View on Semantic Scholar

Summary

The paper's main contribution shows that prior choices critically influence Bayesian covariance matrix estimation, with the inverse Wishart introducing notable biases.
It contrasts several methodologies, including scaled and hierarchical priors as well as a separation strategy, to enhance flexibility in modeling variance and correlation.
Simulation studies and practical analysis demonstrate actionable insights for optimal prior selection, emphasizing computational trade-offs and potential improvements with Hamiltonian Monte Carlo.

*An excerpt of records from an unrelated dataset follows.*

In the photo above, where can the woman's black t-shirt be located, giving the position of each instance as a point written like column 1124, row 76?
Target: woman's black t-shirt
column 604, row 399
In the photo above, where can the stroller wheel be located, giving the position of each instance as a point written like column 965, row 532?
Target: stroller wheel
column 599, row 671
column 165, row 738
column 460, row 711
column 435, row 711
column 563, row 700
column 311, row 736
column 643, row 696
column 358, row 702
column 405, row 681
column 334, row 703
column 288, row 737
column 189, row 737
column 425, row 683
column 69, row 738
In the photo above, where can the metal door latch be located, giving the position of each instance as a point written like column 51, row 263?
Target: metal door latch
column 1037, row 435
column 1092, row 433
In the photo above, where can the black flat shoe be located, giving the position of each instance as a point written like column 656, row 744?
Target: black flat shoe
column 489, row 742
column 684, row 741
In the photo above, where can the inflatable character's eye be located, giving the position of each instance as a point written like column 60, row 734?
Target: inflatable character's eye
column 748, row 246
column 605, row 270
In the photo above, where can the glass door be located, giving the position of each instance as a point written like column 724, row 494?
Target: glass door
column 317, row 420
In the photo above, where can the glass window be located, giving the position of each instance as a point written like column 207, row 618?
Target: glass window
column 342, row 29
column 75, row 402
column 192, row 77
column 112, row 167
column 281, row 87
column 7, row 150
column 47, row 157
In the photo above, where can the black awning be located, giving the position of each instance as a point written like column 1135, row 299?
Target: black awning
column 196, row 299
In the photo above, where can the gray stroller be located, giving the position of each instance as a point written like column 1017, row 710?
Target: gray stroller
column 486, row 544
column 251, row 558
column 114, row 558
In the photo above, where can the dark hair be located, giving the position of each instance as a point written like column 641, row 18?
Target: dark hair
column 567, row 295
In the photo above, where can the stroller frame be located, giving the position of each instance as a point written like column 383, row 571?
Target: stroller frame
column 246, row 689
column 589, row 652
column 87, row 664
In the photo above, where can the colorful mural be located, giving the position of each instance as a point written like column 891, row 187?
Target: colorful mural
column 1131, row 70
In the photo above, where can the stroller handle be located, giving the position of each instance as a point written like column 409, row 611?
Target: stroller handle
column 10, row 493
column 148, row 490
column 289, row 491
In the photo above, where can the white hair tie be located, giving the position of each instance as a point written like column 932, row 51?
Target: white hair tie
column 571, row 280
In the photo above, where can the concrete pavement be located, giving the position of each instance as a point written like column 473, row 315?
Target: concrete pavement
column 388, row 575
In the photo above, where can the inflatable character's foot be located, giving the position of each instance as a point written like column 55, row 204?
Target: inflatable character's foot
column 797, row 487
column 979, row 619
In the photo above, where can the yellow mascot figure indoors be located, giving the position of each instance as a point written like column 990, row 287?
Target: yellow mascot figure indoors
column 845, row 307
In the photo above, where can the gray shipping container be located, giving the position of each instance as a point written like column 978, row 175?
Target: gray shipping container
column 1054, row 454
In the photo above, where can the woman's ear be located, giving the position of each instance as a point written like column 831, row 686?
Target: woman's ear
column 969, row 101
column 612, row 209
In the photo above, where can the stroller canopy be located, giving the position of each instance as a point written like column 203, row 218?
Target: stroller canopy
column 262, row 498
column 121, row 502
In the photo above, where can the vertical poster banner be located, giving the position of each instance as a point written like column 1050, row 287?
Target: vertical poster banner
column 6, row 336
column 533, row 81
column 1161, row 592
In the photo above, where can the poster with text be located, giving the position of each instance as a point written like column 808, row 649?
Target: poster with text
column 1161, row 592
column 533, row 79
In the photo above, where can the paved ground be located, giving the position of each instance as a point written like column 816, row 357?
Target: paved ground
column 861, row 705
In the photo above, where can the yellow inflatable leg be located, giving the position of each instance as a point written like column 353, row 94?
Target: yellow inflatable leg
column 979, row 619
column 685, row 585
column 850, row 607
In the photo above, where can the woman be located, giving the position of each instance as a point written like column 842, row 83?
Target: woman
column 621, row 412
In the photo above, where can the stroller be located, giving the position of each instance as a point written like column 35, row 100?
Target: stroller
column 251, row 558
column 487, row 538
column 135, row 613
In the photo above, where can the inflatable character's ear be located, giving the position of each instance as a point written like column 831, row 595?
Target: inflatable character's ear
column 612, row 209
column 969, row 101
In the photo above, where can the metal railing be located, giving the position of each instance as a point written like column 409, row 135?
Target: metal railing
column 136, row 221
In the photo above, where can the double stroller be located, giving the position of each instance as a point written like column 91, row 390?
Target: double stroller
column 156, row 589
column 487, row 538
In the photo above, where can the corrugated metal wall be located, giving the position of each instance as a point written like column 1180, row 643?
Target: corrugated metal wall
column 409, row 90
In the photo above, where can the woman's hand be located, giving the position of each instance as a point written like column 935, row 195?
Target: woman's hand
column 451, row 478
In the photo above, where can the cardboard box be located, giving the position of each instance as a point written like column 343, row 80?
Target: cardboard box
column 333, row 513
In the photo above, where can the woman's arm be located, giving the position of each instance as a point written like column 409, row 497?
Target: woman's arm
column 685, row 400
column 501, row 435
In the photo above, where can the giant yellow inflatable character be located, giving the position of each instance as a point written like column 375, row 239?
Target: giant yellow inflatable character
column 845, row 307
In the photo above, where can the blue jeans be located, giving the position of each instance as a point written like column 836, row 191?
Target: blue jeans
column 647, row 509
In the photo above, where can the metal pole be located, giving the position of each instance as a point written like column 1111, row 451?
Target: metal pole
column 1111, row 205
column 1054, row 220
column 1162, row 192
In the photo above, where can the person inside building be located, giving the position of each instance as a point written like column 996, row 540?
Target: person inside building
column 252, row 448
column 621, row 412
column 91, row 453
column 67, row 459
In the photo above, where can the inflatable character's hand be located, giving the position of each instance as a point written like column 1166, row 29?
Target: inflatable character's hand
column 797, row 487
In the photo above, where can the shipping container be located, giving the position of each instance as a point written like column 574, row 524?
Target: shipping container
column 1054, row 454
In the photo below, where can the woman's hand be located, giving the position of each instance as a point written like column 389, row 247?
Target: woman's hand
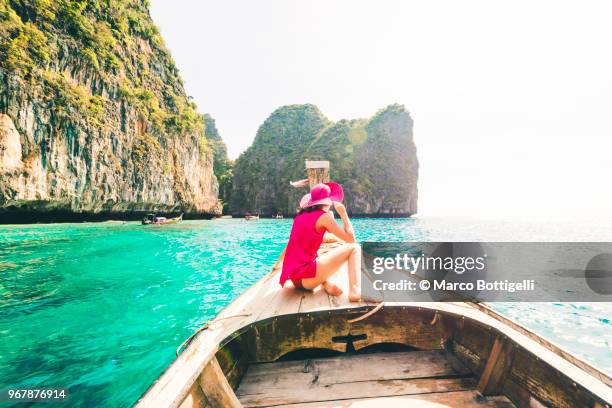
column 340, row 208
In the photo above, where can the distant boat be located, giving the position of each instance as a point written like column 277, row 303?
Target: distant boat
column 152, row 219
column 251, row 217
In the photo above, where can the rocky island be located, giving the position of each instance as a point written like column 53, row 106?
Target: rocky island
column 374, row 159
column 95, row 124
column 94, row 119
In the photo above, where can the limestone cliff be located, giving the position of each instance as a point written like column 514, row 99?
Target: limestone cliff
column 94, row 118
column 374, row 159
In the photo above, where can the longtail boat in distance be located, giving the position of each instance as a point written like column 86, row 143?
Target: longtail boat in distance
column 152, row 219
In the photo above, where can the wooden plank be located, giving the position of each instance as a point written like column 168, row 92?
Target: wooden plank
column 313, row 301
column 497, row 367
column 333, row 370
column 216, row 388
column 364, row 389
column 195, row 398
column 461, row 399
column 548, row 385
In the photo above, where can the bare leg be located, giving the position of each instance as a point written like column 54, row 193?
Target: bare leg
column 330, row 262
column 354, row 264
column 331, row 288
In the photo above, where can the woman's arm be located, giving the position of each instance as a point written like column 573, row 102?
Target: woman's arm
column 281, row 258
column 327, row 221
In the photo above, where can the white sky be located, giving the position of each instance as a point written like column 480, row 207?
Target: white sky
column 512, row 101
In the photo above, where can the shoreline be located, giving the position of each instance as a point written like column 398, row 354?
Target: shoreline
column 64, row 216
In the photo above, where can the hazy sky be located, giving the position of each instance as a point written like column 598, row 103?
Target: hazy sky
column 512, row 101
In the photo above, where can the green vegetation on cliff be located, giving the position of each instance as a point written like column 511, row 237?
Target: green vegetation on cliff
column 374, row 159
column 104, row 119
column 36, row 34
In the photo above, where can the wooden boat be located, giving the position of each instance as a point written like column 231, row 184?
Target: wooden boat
column 287, row 347
column 152, row 219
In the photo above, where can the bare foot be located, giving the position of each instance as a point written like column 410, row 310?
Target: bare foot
column 332, row 289
column 355, row 294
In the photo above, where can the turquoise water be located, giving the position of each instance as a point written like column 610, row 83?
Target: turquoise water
column 100, row 308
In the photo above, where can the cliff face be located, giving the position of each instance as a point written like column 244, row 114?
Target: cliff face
column 93, row 114
column 374, row 159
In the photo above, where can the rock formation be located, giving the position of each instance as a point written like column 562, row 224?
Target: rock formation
column 374, row 159
column 94, row 119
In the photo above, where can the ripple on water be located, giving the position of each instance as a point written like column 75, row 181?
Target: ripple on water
column 102, row 307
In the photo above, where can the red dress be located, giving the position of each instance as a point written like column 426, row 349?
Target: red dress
column 301, row 255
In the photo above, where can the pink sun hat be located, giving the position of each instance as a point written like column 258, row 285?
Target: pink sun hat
column 322, row 194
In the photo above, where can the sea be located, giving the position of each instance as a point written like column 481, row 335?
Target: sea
column 100, row 308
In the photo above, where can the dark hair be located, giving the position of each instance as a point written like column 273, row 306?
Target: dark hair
column 311, row 208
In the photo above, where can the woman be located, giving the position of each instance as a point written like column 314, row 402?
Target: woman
column 301, row 264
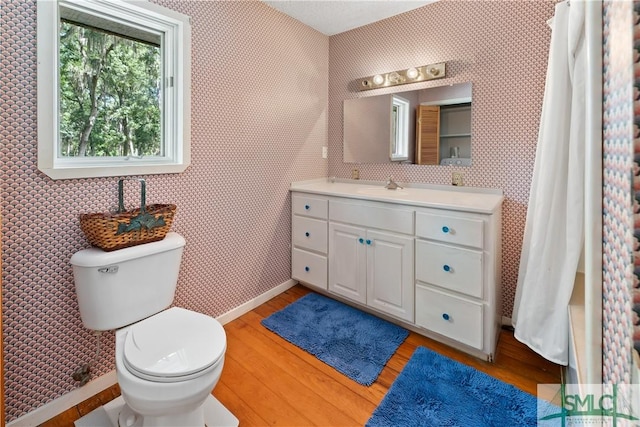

Bayesian Inference for a Covariance Matrix

The paper by Ignacio Alvarez, Jarad Niemi, and Matt Simpson from Iowa State University addresses the complexities of covariance matrix estimation within Bayesian frameworks. Covariance matrices are central to multivariate analyses, impacting models such as multivariate normal sampling and random-effect regression. The principal focus of this paper is to assess various prior distributions for covariance matrices, which significantly influence posterior inferences. The research contrasts several priors—namely, the inverse Wishart, scaled inverse Wishart, hierarchical inverse Wishart, and a separation strategy—highlighting their implications and potential biases in Bayesian analysis.

Prior Distributions Explored

Inverse Wishart (IW) Prior: Commonly used due to its conjugacy, the IW prior is criticized for its lack of flexibility. The degree of freedom parameter emasculates its ability to address varied uncertainty across different variance components. Moreover, its marginal distribution underestimates near-zero variances and imposes a correlation dependence with variances, potentially biasing posterior estimates (especially towards zero correlations when variances are underestimated).
Scaled Inverse Wishart (SIW) Prior: This approach adds parameters to the IW prior for enhanced flexibility, particularly allowing individual variance components to be modeled via log-normal distributions. Despite this improvement, correlations are modeled similarly to IW, maintaining uniform distribution features.
Hierarchical Half-t (HIW $_{ht}$ ) Prior: This recent proposal incorporates half-t distributed standard deviations, which are advantageous to overcome the zero-bound problem seen with IW. The correlation distribution remains similar, permitting flexibility in standard deviations' prior choice.
Separation Strategy (SS): By decomposing the covariance matrix into independent components for variance and correlation, SS offers notable modeling adaptability, detaching correlation estimation from variances. This approach, though computationally intensive, provides unaffected correlation estimations with any variance or correlation values.

Results from Simulations and Practical Analysis

The paper presents simulation studies highlighting the impact of these priors on posterior inference—detailing biases inherent to certain prior choices. Notably, when employing an IW prior under circumstances with small empirical variances, posterior estimations can be skewed towards larger variances and zero correlations. This bias is potentially mitigated under larger sample sizes but remains prominent in conditions of small-scale variances.

In practical applications involving bird count data from the Superior National Forest, a real-world correlation estimation underscored the degree to which prior choice affects results. The paper confirmed that choosing total counts over mean counts mitigates IW prior biases, promoting effective variance and correlation recovery.

Implications and Future Directions

The implications of this research underscore the importance of prior choice in Bayesian covariance matrix estimation. Each prior comes with computational and theoretical trade-offs, emphasizing the need for careful consideration based on the specifics of the dataset and desired computational efficiency.

For future developments, leveraging Hamiltonian Monte Carlo methods, such as implemented in Stan, may relax some computational constraints traditionally associated with non-conjugate priors like the SS. Exploring new priors or adapting current ones could provide better bias control, particularly in scenarios where variance scaling is troublesome with existing methodologies.

The insights from this paper contribute to enhancing Bayesian estimation techniques, promoting more precise and unbiased inference approaches in multivariate statistical modeling.